Doch du möchtest ja dauerhaft glücklich sein, und nicht nur für kurze Zeit. Die Person, die du liebst und die dich wiederliebt, muss also dauerhaft sein. Sie muss treu sein und dich nicht verlassen. Sie muss den Wandel und den Tod überdauern. Du bist also auf dem richtigen Weg, wenn du erfährst: mein Glück liegt darin, jemand wirklich zu lieben und von ihm geliebt zu werden. Nur musst du diesen Weg noch ein wenig weiter gehen, denn ein Mensch kann es nicht sein. Auch Gott ist eine Person. Auch er kennt dich und liebt dich, mehr als irgendein Mensch. Auch zu ihm kannst du in die Beziehung einer tiefen Liebe eintreten, die dich glücklich macht. Dann kannst du zu Gott sagen: „Mein ganzes Glück bist du allein“ (Psalm 16,2).
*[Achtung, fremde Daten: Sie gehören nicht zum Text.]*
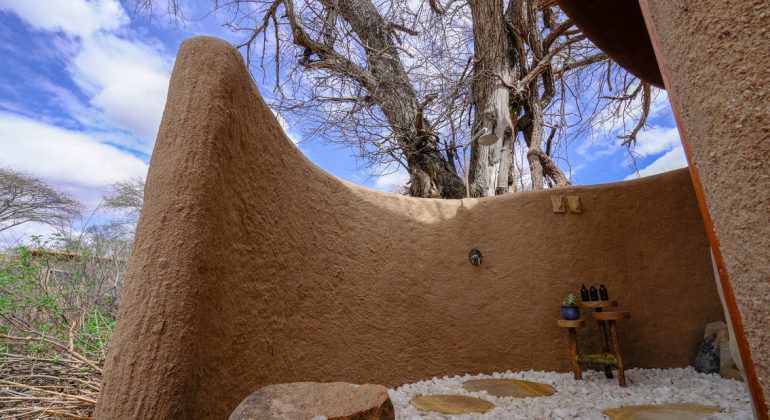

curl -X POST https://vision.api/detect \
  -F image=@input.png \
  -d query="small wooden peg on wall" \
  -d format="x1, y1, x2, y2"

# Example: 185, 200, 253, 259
567, 196, 582, 213
551, 195, 566, 213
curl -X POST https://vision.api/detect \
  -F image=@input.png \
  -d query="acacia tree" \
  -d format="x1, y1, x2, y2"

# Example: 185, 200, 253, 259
0, 168, 82, 233
103, 178, 145, 223
140, 0, 652, 198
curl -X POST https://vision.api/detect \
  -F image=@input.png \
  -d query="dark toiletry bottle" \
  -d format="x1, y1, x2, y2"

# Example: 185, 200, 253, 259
599, 284, 609, 301
589, 285, 599, 301
580, 284, 590, 302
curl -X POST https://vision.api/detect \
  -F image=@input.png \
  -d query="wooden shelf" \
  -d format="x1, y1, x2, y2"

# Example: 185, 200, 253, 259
556, 319, 586, 328
578, 300, 617, 309
592, 311, 630, 321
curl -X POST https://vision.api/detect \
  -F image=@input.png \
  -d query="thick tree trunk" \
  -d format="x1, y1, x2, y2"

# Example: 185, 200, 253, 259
334, 0, 465, 198
282, 0, 574, 196
524, 87, 545, 190
468, 0, 516, 197
508, 0, 555, 190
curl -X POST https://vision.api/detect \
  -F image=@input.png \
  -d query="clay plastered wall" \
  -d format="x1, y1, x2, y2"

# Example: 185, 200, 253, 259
642, 0, 770, 411
95, 37, 724, 419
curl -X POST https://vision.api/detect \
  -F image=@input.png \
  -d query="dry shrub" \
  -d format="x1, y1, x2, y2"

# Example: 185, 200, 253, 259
1, 230, 128, 418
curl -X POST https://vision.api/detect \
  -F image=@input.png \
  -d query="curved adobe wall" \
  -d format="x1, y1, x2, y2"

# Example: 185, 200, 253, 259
95, 37, 724, 419
638, 1, 770, 413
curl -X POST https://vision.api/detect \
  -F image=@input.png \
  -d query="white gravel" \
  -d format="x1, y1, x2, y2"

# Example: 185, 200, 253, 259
388, 368, 752, 419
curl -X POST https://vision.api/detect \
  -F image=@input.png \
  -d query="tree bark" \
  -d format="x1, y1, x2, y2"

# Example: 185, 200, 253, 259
333, 0, 465, 198
468, 0, 516, 197
523, 87, 545, 190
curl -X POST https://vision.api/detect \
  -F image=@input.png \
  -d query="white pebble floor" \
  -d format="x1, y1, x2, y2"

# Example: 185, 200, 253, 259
388, 368, 752, 419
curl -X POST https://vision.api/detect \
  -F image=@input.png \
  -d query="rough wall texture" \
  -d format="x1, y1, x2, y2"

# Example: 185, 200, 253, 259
642, 0, 770, 412
94, 37, 724, 419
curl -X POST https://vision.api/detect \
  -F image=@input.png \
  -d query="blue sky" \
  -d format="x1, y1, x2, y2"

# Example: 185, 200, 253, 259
0, 0, 687, 243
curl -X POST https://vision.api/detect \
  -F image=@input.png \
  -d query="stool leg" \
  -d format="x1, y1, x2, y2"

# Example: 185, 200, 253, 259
608, 320, 626, 387
597, 308, 614, 379
568, 328, 582, 380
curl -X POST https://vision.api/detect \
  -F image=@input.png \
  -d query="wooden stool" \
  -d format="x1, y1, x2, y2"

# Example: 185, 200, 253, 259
593, 310, 630, 386
556, 319, 585, 380
556, 303, 630, 387
580, 300, 618, 379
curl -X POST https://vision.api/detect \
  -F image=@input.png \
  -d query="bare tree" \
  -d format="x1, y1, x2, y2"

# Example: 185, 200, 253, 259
103, 178, 145, 223
0, 168, 82, 232
138, 0, 653, 197
422, 0, 648, 195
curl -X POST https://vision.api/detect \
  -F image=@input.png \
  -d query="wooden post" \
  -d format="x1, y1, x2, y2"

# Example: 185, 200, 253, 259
568, 328, 582, 380
608, 320, 626, 387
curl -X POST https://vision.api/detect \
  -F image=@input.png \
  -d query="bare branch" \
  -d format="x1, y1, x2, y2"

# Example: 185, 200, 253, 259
134, 0, 653, 197
528, 149, 571, 187
0, 168, 82, 232
619, 82, 652, 147
102, 178, 145, 224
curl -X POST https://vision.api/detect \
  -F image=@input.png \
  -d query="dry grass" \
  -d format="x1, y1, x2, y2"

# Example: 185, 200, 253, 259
0, 334, 101, 419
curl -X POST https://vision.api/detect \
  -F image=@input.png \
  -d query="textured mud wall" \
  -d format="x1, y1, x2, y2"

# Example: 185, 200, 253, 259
94, 37, 724, 419
642, 0, 770, 412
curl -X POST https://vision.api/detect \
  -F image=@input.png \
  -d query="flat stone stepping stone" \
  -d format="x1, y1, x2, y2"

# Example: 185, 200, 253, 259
411, 395, 495, 414
603, 403, 721, 420
462, 378, 556, 398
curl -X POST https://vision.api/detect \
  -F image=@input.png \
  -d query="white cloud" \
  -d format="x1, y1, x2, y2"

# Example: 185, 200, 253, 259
32, 79, 95, 125
1, 0, 172, 151
0, 0, 128, 38
0, 0, 172, 244
0, 112, 148, 188
70, 34, 172, 148
275, 112, 302, 144
633, 125, 681, 158
576, 137, 618, 162
374, 167, 409, 192
624, 124, 686, 179
0, 221, 56, 248
625, 144, 688, 180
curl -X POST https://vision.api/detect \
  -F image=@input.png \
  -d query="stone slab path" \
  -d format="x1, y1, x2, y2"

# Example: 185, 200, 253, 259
391, 368, 751, 419
410, 395, 495, 415
462, 378, 556, 398
603, 403, 721, 419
Auch hier ist es wie bei der menschlichen Liebe: das Glück ist da, aber man spürt es nicht immer gleich stark. Manchmal spürt man es gar nicht. Es wäre gelogen, zu sagen wie unser pakistanischer Jugendlicher: „Ich lebe in ständigem Glück“. Aber man weiß: das Ziel meines Lebens ist ein unsägliches Glück bei Gott. „Was kein Auge geschaut und kein Ohr gehört hat, was keinem Menschen in den Sinn gekommen ist: das Große, das Gott denen bereitet hat, die ihn lieben“ (1. Korintherbrief 2,9). Die Hoffnung auf dieses Glück gibt mir einen langen Atem. Ich kann hier manches aushalten, auch wenn es mir mal dreckig geht. Ich weiß: Gott ist bei mir, und ich werde ihn einmal sehen in einer Freude, die „kein Auge geschaut“ hat.